Galdar se animó. Allí estaba la ocasión perfecta para una táctica dilatoria. Si los hombres decidían saltarse las órdenes y descargar su ira contra los elfos, los otros oficiales y él tendrían que actuar para detenerlos. Miró hacia el cielo. Los Dragones Azules no se entrometerían en una matanza de elfos. Después de que un tumulto tan grave hubiese interrumpido la ceremonia, no quedaría más remedio que posponer el funeral.
Los elfos se encaminaron hacia la pira. Las sombras de los dragones se proyectaron sobre ellos. Muchos se pusieron pálidos y temblaron; el miedo al dragón que afectaba incluso a Galdar debía de ser espantoso para esos elfos. Que ellos supieran, podían sufrir el brutal ataque de los soldados humanos, que tenían buenas razones para odiarlos. Con todo, habían acudido para rendir homenaje a la muchacha que los había sanado.
El minotauro no pudo menos que admirar su valor. Y también lo hicieron los hombres.
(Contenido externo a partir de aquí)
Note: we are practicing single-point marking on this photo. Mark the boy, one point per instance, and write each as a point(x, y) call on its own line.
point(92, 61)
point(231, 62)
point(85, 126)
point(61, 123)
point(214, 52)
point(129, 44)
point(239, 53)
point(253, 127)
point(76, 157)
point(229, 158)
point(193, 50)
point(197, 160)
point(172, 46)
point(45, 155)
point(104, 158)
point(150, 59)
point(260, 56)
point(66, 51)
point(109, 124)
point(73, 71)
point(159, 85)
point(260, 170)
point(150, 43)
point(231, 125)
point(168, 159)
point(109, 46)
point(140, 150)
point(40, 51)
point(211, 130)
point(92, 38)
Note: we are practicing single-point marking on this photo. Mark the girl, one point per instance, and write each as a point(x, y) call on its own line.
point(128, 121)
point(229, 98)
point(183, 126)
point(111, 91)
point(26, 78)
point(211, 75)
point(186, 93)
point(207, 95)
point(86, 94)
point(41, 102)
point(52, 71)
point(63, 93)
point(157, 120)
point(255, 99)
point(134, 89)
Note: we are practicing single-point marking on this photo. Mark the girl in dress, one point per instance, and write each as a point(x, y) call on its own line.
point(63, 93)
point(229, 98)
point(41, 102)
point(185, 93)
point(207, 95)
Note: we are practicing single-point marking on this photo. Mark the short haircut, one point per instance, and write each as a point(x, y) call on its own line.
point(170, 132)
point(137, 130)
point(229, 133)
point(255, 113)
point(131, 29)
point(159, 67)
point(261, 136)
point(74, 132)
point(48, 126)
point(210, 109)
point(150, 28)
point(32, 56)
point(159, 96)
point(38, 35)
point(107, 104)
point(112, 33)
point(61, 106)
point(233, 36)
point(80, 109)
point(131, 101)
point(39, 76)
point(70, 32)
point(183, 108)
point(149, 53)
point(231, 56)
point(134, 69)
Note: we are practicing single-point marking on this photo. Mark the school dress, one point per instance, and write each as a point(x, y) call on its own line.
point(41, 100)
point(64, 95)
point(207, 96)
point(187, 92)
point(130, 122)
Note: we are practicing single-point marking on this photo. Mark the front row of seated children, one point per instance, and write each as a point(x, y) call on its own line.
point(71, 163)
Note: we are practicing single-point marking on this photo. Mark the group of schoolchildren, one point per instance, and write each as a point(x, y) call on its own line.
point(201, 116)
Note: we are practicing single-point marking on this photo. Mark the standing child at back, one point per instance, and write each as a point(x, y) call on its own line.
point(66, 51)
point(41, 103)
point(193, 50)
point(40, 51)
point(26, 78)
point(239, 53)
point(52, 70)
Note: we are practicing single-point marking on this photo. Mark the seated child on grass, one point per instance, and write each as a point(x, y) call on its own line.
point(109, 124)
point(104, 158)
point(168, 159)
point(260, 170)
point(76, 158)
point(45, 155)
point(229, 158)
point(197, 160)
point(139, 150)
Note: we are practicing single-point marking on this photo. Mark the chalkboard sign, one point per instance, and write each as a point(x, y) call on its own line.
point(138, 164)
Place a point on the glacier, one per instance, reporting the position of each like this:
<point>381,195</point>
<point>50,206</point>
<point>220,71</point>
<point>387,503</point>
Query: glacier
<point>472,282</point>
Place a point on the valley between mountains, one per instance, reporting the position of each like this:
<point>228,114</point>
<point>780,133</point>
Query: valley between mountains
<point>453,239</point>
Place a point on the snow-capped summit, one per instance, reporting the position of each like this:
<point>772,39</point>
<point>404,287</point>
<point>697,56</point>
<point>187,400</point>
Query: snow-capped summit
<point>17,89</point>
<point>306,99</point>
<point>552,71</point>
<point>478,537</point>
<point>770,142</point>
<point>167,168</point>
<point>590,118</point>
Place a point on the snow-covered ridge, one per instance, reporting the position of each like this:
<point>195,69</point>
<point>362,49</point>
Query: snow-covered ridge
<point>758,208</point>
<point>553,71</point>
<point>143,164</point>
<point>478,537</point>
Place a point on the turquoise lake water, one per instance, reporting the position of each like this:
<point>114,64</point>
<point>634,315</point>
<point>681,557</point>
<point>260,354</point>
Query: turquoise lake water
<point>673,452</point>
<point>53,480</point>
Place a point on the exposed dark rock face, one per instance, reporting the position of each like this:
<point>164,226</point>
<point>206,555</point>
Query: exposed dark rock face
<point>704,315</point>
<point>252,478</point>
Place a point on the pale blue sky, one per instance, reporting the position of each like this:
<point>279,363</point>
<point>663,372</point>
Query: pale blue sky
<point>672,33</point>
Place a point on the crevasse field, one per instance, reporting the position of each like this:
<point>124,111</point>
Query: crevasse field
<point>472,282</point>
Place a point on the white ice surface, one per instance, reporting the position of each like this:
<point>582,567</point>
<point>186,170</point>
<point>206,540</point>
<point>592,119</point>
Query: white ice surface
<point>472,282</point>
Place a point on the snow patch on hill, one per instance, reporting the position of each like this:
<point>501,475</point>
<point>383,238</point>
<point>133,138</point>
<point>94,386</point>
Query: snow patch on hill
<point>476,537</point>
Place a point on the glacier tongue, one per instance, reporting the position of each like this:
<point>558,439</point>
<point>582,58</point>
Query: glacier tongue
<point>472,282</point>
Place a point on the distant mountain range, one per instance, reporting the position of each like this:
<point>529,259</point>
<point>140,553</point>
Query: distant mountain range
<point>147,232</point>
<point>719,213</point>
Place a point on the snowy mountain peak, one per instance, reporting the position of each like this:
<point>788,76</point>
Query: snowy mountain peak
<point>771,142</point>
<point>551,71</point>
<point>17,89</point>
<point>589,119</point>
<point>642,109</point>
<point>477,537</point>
Quizá porque Mina les había llegado al alma a todos ellos, humanos y elfos sintieron que compartían un vínculo ese día. Los silvanestis se situaron a una respetuosa distancia de la pira, como si fueran conscientes de que no tenían derecho a acercarse más. Alzaron las manos; una suave brisa sopló del este, atrapó las flores que llevaban y las transportó en una nube de fragancia hasta la pira, donde los blancos pétalos cayeron flotando alrededor del cuerpo de Mina.
La fría luz del sol iluminó la pira, el rostro de Mina, arrancó destellos del paño dorado de manera que la tela pareció arder con su propio fuego.
—¿Esperamos a alguien más? —demandó Targonne con sarcasmo—. ¿Enanos, quizá? ¿Un contingente de kenders? ¡En caso contrario, acabemos de una vez con esto, Dogah!
—Por supuesto, milord. Antes, sin embargo, comentasteis que haríais su panegírico. Como vos dijisteis, milord, las tropas apreciarían oíroslo pronunciar.
Targonne frunció el entrecejo. Se estaba poniendo más nervioso por momentos y no se explicaba por qué. Quizá se debía al modo en que esos tres oficiales lo observaban de hito en hito, el odio trasluciendo en sus ojos. Tampoco es que tal cosa fuera algo inusitado. Había muchos en Ansalon que tenían buenas razones para odiar y temer al Señor de la Noche. Lo que inquietaba a Targonne era el hecho de que no podía penetrar en sus mentes para descubrir lo que estaban pensando, lo que estaban tramando.
De pronto se sintió amenazado, y no lograba entender por qué tal cosa le producía nerviosismo. Estaba rodeado de su escolta, unos caballeros que tenían motivos para asegurarse de que siguiera vivo. Tenía siete dragones a su mando, reptiles que harían trizas a humanos y elfos por igual si el Señor de la Noche lo ordenaba. Aun así, esos argumentos no lograban erradicar la sensación de un inminente peligro.
Esa sensación lo irritaba, lo sacaba de quicio y le hacía desear no haber ido allí. Las cosas no estaban saliendo como había planeado. Había hecho el viaje para alardear de esa victoria atribuyéndose el mérito del triunfo, regodearse con la renovada adulación de oficiales y tropas. En cambio, se encontraba eclipsado por una chica muerta.